From Objects to Systems

One of the more useful realizations in working through these ideas is this:

The problem is rarely about the individual object. It’s about the system that handles many objects over time.

Whether the object is:

  • a rock
  • a document
  • a sensor reading

The questions become:

  • how is it represented?
  • how does it enter the system?
  • how is it transformed?
  • how is it stored?
  • how is it retrieved?

These are system-level questions.

A Shared Architecture

Across these different domains, a common architecture begins to emerge.
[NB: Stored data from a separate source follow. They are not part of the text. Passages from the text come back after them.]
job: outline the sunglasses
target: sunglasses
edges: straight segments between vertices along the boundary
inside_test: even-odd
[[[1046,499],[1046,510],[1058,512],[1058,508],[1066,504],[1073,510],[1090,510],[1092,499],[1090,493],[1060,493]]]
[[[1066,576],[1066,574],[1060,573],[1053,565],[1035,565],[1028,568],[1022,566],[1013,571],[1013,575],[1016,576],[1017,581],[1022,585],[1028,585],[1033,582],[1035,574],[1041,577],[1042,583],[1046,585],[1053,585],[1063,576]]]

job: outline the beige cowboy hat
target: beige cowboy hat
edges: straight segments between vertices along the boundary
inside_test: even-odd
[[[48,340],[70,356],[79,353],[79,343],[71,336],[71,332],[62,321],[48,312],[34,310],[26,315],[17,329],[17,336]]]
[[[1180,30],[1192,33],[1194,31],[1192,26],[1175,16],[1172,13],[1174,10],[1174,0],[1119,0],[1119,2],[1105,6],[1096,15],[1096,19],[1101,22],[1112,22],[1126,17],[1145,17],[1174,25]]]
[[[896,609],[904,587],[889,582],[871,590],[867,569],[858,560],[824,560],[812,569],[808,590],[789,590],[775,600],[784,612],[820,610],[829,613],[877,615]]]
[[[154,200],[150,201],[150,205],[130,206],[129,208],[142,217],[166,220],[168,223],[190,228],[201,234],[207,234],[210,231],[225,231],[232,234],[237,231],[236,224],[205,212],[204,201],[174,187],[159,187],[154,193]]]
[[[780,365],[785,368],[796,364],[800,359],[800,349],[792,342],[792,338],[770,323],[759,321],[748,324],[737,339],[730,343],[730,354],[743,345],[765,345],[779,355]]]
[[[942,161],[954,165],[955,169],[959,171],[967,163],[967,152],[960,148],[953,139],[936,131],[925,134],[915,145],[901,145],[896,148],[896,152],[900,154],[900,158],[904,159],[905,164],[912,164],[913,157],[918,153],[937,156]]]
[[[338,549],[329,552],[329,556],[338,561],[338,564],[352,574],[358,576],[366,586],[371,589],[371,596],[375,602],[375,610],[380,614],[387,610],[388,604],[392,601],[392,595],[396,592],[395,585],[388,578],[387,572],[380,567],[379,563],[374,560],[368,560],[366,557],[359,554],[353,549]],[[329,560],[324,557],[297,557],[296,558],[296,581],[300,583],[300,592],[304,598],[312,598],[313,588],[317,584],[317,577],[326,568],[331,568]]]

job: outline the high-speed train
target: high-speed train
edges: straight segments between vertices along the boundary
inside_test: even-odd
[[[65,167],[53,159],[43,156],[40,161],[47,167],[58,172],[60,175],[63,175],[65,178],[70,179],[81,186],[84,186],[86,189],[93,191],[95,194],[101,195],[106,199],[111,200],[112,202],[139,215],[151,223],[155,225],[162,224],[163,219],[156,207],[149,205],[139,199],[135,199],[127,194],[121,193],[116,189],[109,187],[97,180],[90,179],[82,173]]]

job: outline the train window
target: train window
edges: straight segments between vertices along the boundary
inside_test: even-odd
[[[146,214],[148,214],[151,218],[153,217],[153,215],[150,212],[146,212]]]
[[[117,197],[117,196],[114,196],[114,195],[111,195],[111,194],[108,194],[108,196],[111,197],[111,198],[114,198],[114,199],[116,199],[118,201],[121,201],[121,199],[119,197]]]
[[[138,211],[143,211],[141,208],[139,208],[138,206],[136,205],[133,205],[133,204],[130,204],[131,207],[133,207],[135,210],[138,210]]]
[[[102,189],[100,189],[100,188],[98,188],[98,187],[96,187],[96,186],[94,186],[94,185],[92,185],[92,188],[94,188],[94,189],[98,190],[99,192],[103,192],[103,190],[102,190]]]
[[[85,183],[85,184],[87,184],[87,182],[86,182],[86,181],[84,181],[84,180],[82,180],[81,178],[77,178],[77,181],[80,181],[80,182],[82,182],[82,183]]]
Diagram showing how raw inputs are captured, processed, structured, indexed, and used by applications in a data system.

A common pattern for transforming real-world inputs into usable systems.

The labels change depending on the domain.

But the structure remains consistent.

Why This Matters

Understanding this pattern makes it easier to approach new problems.

Instead of starting from scratch each time, you can ask:

  • Where does the data come from?
  • How does it enter the system?
  • What transformations are required?
  • How will it be used?

This reduces complexity.

It also makes systems more predictable.

What I’m Interested In

Going forward, I’m particularly interested in systems that sit at the boundary between:

  • the physical world and digital systems
  • unstructured inputs and structured data
  • human workflows and automated processes

That includes areas like:

  • digital archiving
  • photogrammetry and 3D capture
  • AI-assisted analysis
  • systems that track objects or behavior over time

These problems are messy.

Which is part of what makes them interesting.

A Continuing Exploration

The posts I’ve been writing are not meant to be definitive.

They’re part of an ongoing exploration.

A way to think through problems in public.

And occasionally, a way to use a slightly unusual example — like a pile of rocks — to make broader ideas easier to see.

If You’re Interested

If any of this resonates, you might find these useful:

The Backyard Quarry Series

A systems-focused look at modeling and working with physical objects starting with Turning Rocks Into Data.

MCP and AI Systems

A technical exploration of building agent-based systems and data pipelines. I'd suggest starting with The End of Glue Code: Why MCP is the USB-C Moment for AI Systems.

More to come.

And if nothing else, it turns out that even a backyard can be a good place to think about system design.